That is, you were "on" br1—that's what the HEAD attached to br1 means here—and you still are, so the new commit is also the latest for br1. But if git status said that you were On branch br2 and you had run git merge br1, it would be the name br2 that is updated.

¹Note that adding options to git merge, such as -s ours or -X theirs for instance, changes this: the operation is no longer commutative.

This answers the first part of your question

[What is the d]ifference between merging develop into master and master into develop?

One will advance the name master, and the other will advance the name develop. That is, you'll have either:

       o--...--o
      /         \
...--o           M   <-- master (HEAD)
      \         /
       o--...--o   <-- develop

or:

       o--...--o   <-- master (HEAD)
      /         \
...--o           M   <-- develop (HEAD)
      \         /
       o--...--o

when you're done. The snapshot in M will be the same either way.

The rest is either unimportant or crucial

Since the commits are what matter, the name you use to access the result of the merge is not very important.

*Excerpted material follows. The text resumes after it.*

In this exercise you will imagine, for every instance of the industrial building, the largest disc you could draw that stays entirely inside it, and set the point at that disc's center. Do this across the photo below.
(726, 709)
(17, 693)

Well, except for one thing: if you keep using that name to make more commits, and want to access these "more commits", the name you had Git advance is absolutely critical.

That is:

       o--...--o
      /         \
...--o           M--N   <-- master (HEAD)
      \         /
       o--...--o   <-- develop

and:

       o--...--o
      /         \
...--o           M   <-- master (HEAD)
      \         /
       o--...--o--N   <-- develop

are entirely different pictures. That's because we make a new commit by starting with the snapshot from some existing commit, changing a few things, and committing the result. So what's in N's snapshot will depend on whether you started from commit M—the merge result—or not.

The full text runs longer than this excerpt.